Dual-stream Noise and Speech Information Perception based Speech Enhancement

In real-world scenarios, dynamic ambient noise often degrades speech quality, highlighting the need for advanced speech enhancement techniques. Traditional methods, which rely on static embeddings as auxiliary features, struggle to address the complexities of varying noise conditions. To overcome this, we propose a Dual- stream Noise and Speech Information Perception (DNSIP) approach that dynamically detects and processes both noise and speech through innovative information extraction and suppression mechanisms. Initially, non- speech segments predominantly contain environmental noise, while speech segments carry information about the intended speaker. To handle this dynamic nature, real-time voice activity detection (VAD) is employed to accurately differentiate between speech and noise components. Building on VAD estimates, we propose an innovative information extraction framework that selectively extracts relevant noise and speech features from the noisy input, establishing a dual-stream network for concurrent noise and speech learning.

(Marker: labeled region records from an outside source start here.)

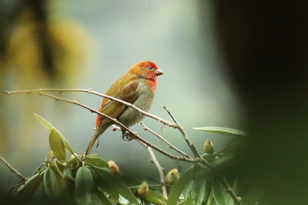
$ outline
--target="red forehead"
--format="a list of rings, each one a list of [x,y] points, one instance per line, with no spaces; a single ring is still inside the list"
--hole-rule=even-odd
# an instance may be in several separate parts
[[[156,66],[155,63],[150,61],[144,61],[143,62],[142,62],[140,63],[140,66],[142,67],[148,67],[150,66],[156,69],[158,69],[158,68],[157,67],[157,66]]]

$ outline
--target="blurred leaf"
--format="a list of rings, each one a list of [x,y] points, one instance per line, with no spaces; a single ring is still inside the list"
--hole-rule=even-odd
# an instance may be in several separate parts
[[[96,195],[94,193],[91,194],[91,205],[104,205],[105,204],[102,203]]]
[[[100,157],[89,156],[87,158],[87,162],[94,167],[109,168],[108,163]]]
[[[83,164],[77,171],[75,180],[75,198],[78,205],[91,204],[93,188],[93,177],[91,171]]]
[[[44,187],[47,196],[50,199],[57,198],[66,192],[66,184],[64,179],[57,177],[48,164],[44,174]]]
[[[118,200],[119,203],[122,205],[128,205],[129,203],[129,201],[126,199],[125,197],[120,195]],[[139,204],[139,203],[138,204]]]
[[[192,184],[192,181],[191,180],[189,183],[188,183],[187,186],[187,188],[186,188],[185,192],[184,193],[184,198],[185,202],[187,201],[187,199],[188,199],[188,196],[191,193]]]
[[[160,205],[165,205],[165,203],[155,198],[152,195],[149,195],[145,197],[145,200],[152,202],[156,204],[160,204]]]
[[[62,135],[62,134],[61,134],[58,131],[58,130],[49,124],[49,123],[45,120],[45,119],[38,115],[34,114],[34,116],[38,120],[38,121],[41,123],[41,124],[43,124],[43,125],[47,129],[47,130],[50,132],[51,132],[52,129],[53,128],[55,129],[55,130],[57,132],[58,132],[58,134],[61,137],[61,139],[63,141],[63,144],[64,144],[64,147],[66,149],[66,150],[68,151],[68,152],[70,152],[72,154],[74,154],[74,152],[73,152],[73,150],[72,149],[72,148],[70,145],[70,144],[68,144],[68,142],[67,142],[67,141],[65,138],[64,138],[64,137]]]
[[[96,189],[94,191],[94,193],[103,205],[112,205],[109,199],[101,191]]]
[[[176,203],[179,197],[190,179],[190,173],[193,168],[193,166],[192,166],[187,170],[172,186],[167,200],[166,205],[173,205]]]
[[[44,163],[44,164],[43,164],[44,165],[45,164],[45,163]],[[33,175],[35,175],[35,174],[37,174],[37,173],[38,173],[39,172],[40,172],[42,170],[43,170],[45,169],[46,169],[46,168],[42,168],[42,165],[41,165],[38,168],[36,169],[36,170],[34,171],[34,172],[33,172],[33,173],[32,174],[32,175],[33,176]]]
[[[211,132],[219,133],[228,135],[246,136],[247,134],[245,132],[232,128],[221,128],[218,127],[204,127],[202,128],[192,128],[192,129],[198,130],[202,130]]]
[[[16,196],[22,199],[30,199],[33,195],[40,183],[43,181],[40,173],[35,174],[26,181],[16,193]]]
[[[202,170],[194,172],[193,169],[191,175],[192,182],[191,186],[190,196],[194,205],[201,205],[204,200],[205,194],[205,184],[206,183],[206,174]]]
[[[109,168],[93,167],[95,171],[103,179],[113,187],[119,193],[132,203],[139,204],[137,198],[125,185],[114,176]]]
[[[56,158],[65,160],[66,156],[64,144],[59,133],[53,128],[51,129],[50,132],[49,143],[51,150]]]
[[[237,137],[230,141],[220,153],[226,154],[234,152],[241,152],[247,148],[248,145],[248,141],[246,138]]]
[[[155,199],[159,199],[161,201],[167,201],[167,199],[165,198],[165,197],[164,197],[164,196],[160,194],[156,191],[152,191],[151,190],[149,190],[149,195],[148,195],[148,197],[151,196],[152,197],[153,197]]]
[[[73,159],[71,159],[69,160],[68,160],[66,161],[66,166],[67,168],[68,168],[71,167],[72,165],[73,164],[75,164],[75,163],[77,163],[77,162],[78,161],[78,160],[76,158],[74,158]]]
[[[100,181],[101,181],[100,182],[101,183],[99,186],[100,190],[103,191],[108,193],[112,199],[117,201],[119,199],[119,194],[116,189],[106,180],[103,179],[100,179]]]
[[[232,197],[226,191],[218,179],[214,179],[213,183],[214,198],[216,203],[218,205],[234,204]]]
[[[259,189],[252,188],[242,197],[242,201],[247,205],[257,204],[261,192]]]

To account for the temporal and spectral variability of noise and speech, a frequency-sequence attention mechanism is integrated, enhancing the model's ability to learn contextual and spectral dependencies. Additionally, an information suppression module is introduced to minimize cross-stream interference by attenuating noise within the speech stream and suppressing speech content within the noise stream. The derived noise and speech spectrograms are then utilized to formulate a minimum mean square error log-spectral amplitude (MMSE-LSA) estimator for robust speech enhancement. Experimental evaluations on the WSJ0 and VCTK+DEMAND datasets demonstrate that our DNSIP approach surpasses existing state-of-the-art methods, underscoring its efficacy in challenging acoustic environments.